Sunday, May 04, 2014

Book Review: The Carnivore's Manifesto: Eating Well, Eating Responsibly, and Eating Meat

I got my hands on an advanced readers copy of The Carnivore's Manifesto: Eating Well, Eating Responsibly, and Eating Meat by Patrick Martins and enjoyed the book. The book comes out on June 10th, 2014 and you can pre-order it on Amazon.

The Carnivore's Manifesto: Eating Well, Eating Responsibly, and Eating Meat
The Carnivore's Manifesto: Eating Well, Eating Responsibly, and Eating Meat really is a manifesto. The author, Patrick Martins, has been instrumental in founding the Slow Food movement and is passionate about clean, sustainable, eating and farming.  He uses words and phrases like 'complicit in their crimes' and talks about the extinction of heritage pigs and turkeys.  He wouldn't be out of place in Berkeley, yelling on Sproul Plaza about his cause.

The book is a series of short essays on a topic ranging from the food supply chain, breeding conditions, artisan producers and vignettes told from the perspective of a cow, pig and turkey.  I'd read a few at night before going to bed.
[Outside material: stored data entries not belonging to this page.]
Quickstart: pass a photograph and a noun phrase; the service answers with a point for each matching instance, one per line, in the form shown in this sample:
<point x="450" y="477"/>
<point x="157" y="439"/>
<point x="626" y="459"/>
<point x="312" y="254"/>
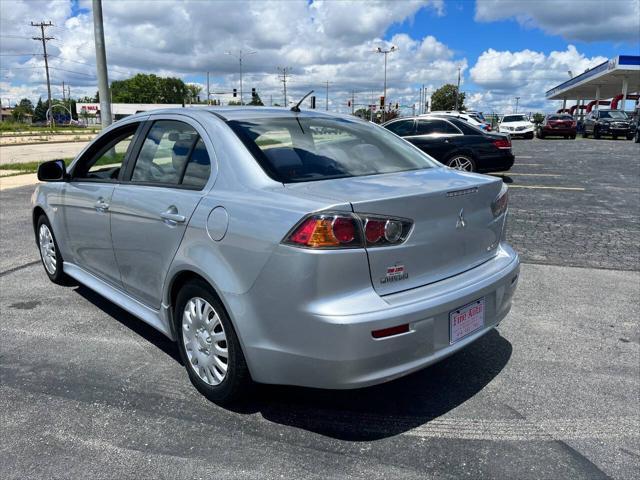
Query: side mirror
<point x="52" y="171"/>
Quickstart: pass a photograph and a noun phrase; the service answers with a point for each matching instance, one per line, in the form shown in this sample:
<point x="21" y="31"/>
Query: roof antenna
<point x="296" y="108"/>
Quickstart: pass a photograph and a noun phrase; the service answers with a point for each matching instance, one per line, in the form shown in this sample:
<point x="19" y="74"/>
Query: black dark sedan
<point x="613" y="123"/>
<point x="456" y="143"/>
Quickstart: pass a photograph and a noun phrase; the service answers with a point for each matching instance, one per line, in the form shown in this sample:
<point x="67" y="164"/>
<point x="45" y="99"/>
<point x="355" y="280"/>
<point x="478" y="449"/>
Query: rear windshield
<point x="305" y="149"/>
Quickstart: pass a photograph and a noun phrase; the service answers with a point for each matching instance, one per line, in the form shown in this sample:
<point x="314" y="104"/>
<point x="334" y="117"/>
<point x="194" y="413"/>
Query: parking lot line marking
<point x="508" y="174"/>
<point x="545" y="187"/>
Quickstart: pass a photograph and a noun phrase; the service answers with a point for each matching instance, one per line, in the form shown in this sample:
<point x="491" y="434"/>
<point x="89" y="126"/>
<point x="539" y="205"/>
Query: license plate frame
<point x="472" y="320"/>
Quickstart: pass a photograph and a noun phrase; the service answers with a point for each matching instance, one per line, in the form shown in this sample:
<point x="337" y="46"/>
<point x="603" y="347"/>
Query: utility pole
<point x="101" y="65"/>
<point x="326" y="101"/>
<point x="239" y="57"/>
<point x="208" y="91"/>
<point x="283" y="79"/>
<point x="457" y="90"/>
<point x="385" y="52"/>
<point x="43" y="38"/>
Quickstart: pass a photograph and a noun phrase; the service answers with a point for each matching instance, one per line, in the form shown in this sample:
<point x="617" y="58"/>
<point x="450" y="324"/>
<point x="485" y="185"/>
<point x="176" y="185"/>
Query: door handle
<point x="172" y="217"/>
<point x="101" y="206"/>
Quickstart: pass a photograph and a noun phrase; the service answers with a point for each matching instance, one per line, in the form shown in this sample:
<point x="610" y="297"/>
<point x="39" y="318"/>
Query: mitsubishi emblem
<point x="461" y="223"/>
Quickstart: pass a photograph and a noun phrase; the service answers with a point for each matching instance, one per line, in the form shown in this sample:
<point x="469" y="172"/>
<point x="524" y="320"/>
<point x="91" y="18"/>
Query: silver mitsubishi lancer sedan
<point x="278" y="246"/>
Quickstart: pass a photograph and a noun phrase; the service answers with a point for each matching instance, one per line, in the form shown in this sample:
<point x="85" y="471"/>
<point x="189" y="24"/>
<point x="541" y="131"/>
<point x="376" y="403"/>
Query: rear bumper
<point x="320" y="346"/>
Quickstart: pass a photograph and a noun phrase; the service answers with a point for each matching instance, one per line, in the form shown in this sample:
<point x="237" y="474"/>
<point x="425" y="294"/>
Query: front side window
<point x="302" y="149"/>
<point x="103" y="161"/>
<point x="172" y="154"/>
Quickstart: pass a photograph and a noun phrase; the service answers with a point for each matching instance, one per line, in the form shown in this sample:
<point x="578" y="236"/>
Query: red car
<point x="557" y="125"/>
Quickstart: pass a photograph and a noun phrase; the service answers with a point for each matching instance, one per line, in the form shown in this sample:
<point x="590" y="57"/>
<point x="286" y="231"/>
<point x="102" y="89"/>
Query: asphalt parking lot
<point x="88" y="391"/>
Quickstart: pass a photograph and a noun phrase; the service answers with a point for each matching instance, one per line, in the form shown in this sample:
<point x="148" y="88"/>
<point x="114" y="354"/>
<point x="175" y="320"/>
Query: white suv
<point x="516" y="125"/>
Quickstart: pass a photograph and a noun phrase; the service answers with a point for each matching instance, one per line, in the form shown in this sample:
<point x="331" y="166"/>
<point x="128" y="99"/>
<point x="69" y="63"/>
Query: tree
<point x="149" y="89"/>
<point x="445" y="98"/>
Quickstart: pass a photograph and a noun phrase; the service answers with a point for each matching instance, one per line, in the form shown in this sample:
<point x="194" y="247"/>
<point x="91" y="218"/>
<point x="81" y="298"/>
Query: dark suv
<point x="614" y="123"/>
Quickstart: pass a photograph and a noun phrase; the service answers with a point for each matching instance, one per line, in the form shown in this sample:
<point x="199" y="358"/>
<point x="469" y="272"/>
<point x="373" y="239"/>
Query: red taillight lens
<point x="502" y="143"/>
<point x="345" y="230"/>
<point x="374" y="231"/>
<point x="389" y="332"/>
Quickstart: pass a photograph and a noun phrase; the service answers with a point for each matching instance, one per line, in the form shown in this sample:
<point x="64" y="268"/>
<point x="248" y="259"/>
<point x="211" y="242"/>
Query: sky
<point x="503" y="48"/>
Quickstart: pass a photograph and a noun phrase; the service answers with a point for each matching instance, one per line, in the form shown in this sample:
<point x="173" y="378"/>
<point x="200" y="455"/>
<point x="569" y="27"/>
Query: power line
<point x="44" y="39"/>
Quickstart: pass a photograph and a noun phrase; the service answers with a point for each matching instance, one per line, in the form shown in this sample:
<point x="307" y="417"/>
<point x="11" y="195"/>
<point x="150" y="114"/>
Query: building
<point x="611" y="84"/>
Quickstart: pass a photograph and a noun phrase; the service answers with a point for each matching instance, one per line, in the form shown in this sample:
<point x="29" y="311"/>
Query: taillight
<point x="499" y="205"/>
<point x="348" y="230"/>
<point x="502" y="143"/>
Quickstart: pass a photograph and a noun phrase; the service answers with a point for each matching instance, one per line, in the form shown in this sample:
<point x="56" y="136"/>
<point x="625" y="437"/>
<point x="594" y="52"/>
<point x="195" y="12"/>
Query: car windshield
<point x="613" y="114"/>
<point x="515" y="118"/>
<point x="302" y="149"/>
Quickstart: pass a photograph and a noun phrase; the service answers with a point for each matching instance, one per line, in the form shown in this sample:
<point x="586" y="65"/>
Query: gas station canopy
<point x="620" y="75"/>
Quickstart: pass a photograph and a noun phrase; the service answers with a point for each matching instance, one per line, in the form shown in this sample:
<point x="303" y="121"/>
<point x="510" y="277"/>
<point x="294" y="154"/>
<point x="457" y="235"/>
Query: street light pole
<point x="384" y="94"/>
<point x="239" y="57"/>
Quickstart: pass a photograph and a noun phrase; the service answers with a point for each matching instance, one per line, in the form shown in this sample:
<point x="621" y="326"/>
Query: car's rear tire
<point x="208" y="344"/>
<point x="49" y="252"/>
<point x="462" y="162"/>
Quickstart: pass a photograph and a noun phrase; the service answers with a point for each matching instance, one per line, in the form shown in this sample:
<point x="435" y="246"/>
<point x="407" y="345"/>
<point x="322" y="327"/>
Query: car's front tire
<point x="209" y="346"/>
<point x="49" y="251"/>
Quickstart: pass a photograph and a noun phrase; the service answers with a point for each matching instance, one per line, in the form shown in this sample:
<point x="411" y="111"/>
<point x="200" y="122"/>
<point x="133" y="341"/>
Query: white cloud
<point x="321" y="40"/>
<point x="584" y="20"/>
<point x="527" y="74"/>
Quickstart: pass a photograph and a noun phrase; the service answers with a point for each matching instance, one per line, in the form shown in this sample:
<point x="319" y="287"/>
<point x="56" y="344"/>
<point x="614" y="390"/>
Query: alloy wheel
<point x="461" y="163"/>
<point x="47" y="249"/>
<point x="205" y="341"/>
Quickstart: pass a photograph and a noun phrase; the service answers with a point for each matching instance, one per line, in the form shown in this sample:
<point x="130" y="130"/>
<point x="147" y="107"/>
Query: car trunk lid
<point x="453" y="226"/>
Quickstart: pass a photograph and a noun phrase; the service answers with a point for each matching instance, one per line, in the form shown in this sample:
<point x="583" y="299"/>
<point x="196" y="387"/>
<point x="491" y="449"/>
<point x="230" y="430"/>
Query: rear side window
<point x="302" y="149"/>
<point x="428" y="127"/>
<point x="172" y="154"/>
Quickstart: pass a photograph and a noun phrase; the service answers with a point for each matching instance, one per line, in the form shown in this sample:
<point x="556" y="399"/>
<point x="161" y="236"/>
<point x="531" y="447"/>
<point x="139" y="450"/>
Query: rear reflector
<point x="389" y="332"/>
<point x="502" y="143"/>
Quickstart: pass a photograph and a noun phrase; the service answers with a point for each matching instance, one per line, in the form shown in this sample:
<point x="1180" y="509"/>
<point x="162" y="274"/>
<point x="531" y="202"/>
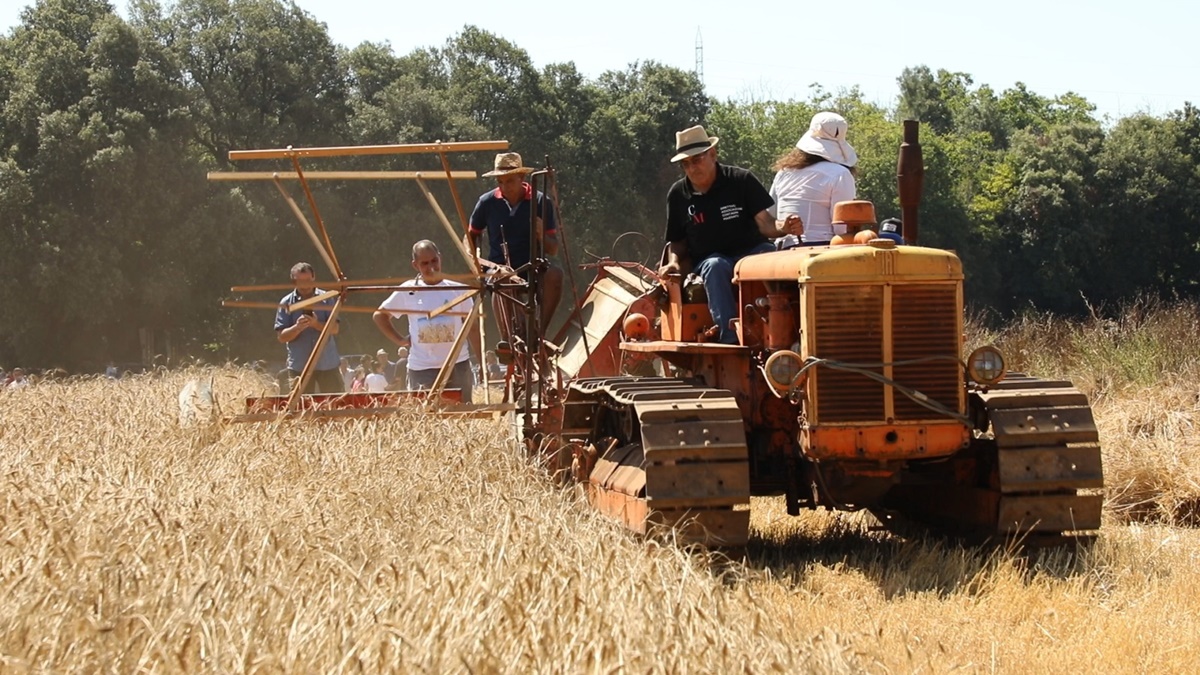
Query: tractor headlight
<point x="985" y="365"/>
<point x="783" y="368"/>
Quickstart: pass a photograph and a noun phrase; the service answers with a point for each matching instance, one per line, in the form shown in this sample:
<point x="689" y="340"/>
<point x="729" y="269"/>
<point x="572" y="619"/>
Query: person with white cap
<point x="717" y="215"/>
<point x="815" y="175"/>
<point x="504" y="215"/>
<point x="431" y="340"/>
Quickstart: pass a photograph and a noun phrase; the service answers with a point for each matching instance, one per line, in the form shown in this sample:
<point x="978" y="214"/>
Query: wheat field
<point x="130" y="543"/>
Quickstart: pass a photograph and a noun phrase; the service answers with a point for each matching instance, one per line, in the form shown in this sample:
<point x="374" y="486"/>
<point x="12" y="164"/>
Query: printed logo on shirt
<point x="432" y="332"/>
<point x="731" y="211"/>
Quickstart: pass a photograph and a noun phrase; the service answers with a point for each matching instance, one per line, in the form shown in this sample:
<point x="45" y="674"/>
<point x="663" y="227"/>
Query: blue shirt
<point x="505" y="223"/>
<point x="304" y="344"/>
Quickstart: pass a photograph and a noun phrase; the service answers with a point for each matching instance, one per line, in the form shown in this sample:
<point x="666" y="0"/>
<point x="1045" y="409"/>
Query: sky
<point x="1125" y="58"/>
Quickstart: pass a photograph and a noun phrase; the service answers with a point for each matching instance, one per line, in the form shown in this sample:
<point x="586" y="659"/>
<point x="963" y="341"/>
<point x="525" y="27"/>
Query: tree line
<point x="111" y="236"/>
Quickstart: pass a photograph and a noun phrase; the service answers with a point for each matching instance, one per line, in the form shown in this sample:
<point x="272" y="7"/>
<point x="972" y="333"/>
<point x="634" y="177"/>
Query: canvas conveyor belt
<point x="1048" y="470"/>
<point x="670" y="454"/>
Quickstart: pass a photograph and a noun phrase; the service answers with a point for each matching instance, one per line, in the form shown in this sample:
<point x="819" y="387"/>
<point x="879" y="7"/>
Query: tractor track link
<point x="1049" y="472"/>
<point x="1035" y="477"/>
<point x="661" y="453"/>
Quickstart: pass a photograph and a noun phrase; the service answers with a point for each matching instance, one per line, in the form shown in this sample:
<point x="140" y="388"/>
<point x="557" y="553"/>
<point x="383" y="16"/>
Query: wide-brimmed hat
<point x="507" y="163"/>
<point x="693" y="141"/>
<point x="826" y="138"/>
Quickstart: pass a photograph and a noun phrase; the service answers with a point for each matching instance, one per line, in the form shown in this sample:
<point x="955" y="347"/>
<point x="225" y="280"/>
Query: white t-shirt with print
<point x="376" y="382"/>
<point x="811" y="192"/>
<point x="432" y="338"/>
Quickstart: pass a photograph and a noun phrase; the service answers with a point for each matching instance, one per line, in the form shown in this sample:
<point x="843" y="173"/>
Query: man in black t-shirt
<point x="717" y="215"/>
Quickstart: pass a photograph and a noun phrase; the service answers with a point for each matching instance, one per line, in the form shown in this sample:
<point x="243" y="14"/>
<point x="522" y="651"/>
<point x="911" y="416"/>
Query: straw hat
<point x="826" y="138"/>
<point x="507" y="163"/>
<point x="693" y="141"/>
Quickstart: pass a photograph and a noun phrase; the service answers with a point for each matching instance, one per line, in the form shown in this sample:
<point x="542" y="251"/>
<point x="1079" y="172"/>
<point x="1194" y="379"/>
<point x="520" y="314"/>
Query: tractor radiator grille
<point x="924" y="323"/>
<point x="849" y="328"/>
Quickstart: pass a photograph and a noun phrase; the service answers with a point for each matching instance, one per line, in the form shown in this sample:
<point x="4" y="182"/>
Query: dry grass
<point x="129" y="543"/>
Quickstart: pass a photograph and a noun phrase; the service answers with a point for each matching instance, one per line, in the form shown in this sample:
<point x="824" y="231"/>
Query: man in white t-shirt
<point x="430" y="340"/>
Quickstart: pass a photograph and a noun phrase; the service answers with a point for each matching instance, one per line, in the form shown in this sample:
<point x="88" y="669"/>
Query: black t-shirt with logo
<point x="721" y="220"/>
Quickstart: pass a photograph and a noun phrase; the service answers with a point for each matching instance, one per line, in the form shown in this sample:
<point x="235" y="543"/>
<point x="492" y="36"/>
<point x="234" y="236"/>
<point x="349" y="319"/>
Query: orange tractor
<point x="849" y="389"/>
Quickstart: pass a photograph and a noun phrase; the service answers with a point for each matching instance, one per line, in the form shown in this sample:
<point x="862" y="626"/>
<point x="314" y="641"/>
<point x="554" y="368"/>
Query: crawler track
<point x="659" y="452"/>
<point x="1036" y="472"/>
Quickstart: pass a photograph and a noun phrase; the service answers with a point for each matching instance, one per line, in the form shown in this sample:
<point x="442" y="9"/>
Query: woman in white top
<point x="814" y="177"/>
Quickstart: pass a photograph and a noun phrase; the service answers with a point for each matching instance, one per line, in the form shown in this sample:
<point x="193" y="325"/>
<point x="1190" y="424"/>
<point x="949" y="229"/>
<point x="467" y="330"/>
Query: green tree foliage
<point x="108" y="125"/>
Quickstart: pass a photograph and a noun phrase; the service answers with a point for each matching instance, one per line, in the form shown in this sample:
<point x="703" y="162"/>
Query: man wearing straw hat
<point x="503" y="214"/>
<point x="717" y="215"/>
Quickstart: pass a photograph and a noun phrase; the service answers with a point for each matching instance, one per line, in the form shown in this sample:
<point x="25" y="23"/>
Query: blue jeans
<point x="717" y="272"/>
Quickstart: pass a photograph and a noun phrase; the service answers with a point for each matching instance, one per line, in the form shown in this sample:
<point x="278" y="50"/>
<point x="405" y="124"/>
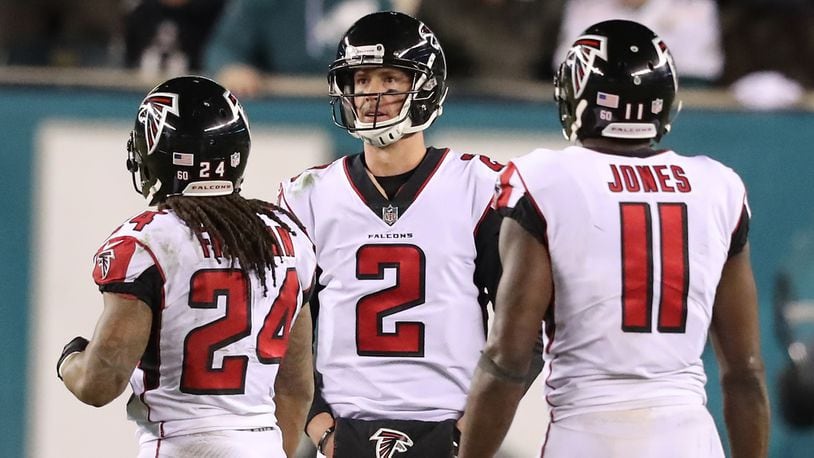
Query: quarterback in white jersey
<point x="203" y="296"/>
<point x="406" y="245"/>
<point x="630" y="256"/>
<point x="401" y="289"/>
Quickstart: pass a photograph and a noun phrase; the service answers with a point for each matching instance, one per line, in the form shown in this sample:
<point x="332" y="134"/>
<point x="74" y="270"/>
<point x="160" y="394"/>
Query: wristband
<point x="324" y="438"/>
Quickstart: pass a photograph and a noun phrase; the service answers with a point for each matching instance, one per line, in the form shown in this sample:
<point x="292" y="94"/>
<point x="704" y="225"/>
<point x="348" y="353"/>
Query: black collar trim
<point x="386" y="209"/>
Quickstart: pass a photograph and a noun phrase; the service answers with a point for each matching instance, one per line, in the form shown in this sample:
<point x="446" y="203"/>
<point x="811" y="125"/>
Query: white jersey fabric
<point x="637" y="247"/>
<point x="217" y="339"/>
<point x="401" y="318"/>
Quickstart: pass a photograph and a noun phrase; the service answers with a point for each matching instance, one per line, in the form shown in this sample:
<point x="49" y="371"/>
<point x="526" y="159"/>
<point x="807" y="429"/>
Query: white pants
<point x="658" y="432"/>
<point x="217" y="444"/>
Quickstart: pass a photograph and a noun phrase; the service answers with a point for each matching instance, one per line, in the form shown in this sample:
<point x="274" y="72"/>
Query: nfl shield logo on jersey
<point x="390" y="214"/>
<point x="390" y="441"/>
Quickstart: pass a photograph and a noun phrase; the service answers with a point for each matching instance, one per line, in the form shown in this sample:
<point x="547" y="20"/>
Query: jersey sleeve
<point x="741" y="234"/>
<point x="512" y="200"/>
<point x="123" y="264"/>
<point x="487" y="259"/>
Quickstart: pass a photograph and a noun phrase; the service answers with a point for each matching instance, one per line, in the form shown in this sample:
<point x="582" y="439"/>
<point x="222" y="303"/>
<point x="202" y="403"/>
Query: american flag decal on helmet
<point x="581" y="59"/>
<point x="153" y="116"/>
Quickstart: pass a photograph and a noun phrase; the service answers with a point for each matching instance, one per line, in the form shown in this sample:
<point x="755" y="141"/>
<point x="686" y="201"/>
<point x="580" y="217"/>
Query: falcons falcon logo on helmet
<point x="390" y="441"/>
<point x="152" y="115"/>
<point x="581" y="59"/>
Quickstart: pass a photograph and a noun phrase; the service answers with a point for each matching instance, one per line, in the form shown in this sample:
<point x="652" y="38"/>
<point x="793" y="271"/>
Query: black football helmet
<point x="389" y="39"/>
<point x="619" y="81"/>
<point x="191" y="138"/>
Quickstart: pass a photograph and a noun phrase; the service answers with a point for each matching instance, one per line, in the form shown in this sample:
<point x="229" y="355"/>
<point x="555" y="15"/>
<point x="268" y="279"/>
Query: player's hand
<point x="328" y="447"/>
<point x="76" y="345"/>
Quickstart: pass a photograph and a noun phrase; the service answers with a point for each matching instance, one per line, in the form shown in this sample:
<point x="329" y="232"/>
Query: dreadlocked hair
<point x="234" y="223"/>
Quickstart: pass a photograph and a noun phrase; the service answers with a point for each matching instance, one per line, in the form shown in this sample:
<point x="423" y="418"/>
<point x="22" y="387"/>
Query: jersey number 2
<point x="637" y="267"/>
<point x="198" y="374"/>
<point x="407" y="339"/>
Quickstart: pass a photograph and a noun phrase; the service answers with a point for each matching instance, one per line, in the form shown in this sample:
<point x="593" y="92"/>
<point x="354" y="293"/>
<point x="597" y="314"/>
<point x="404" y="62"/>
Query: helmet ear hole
<point x="185" y="125"/>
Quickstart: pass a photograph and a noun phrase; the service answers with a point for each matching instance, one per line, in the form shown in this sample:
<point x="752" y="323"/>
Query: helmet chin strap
<point x="572" y="137"/>
<point x="153" y="190"/>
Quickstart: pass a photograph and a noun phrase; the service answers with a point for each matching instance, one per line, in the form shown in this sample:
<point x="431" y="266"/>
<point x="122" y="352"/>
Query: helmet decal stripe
<point x="153" y="116"/>
<point x="581" y="58"/>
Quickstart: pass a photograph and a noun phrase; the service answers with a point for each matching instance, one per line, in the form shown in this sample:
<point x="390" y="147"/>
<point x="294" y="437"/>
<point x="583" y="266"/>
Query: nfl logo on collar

Like other books I've read, this book does not take the stance that being a meat eater is good and vegetarianism isn't. This isn't a foil to the vegetarians, but to the Concentrated Agriculture Feeding Organizations. His view is that if you're going to eat meat, give the animal the best life, rather than constrain it to some dark, fume filled barn. The activist in Patrick wants people to make decisions that get food production out of the big corporate, profit centric organizations and into the hands of sustainable, heritage producers and help them become profitable. These sustainable operations not only make great tasting food, but they help the whole life cycle as opposed to creating waste while producing genetically modified meat.

Something I found to be very interesting was his perspective on ground meat - we need to eat more of it. This allows the farmer to sell the fewer desirable cuts of meat from the cow/pig/turkey and get a good price for the rest of it. If we only buy filet or pork loins, the farmer won't have a good opportunity to sell the rest.

It's a good read, but every once in a while you have to push past the activist cries. This book won't change vegetarian's opinions, but I don't think it was meant to. It's really targeted to those that already eat meat, but don't yet understand the dark side of what happens to get meat into your grocery store.

As a note, this isn't a sponsored post, but an my own book review and like everything else, my own opinion. The post does contain affiliate links, so if you click it to Amazon, I'll get a little back. I was able to get my hands on the advanced readers copy at work. As I write my reviews on Goodreads, I think about the book reports that my kids have to write for school.  Now, if any publishers would like me to read and review books on clean living or the paleo lifestyle, I'd be happy to!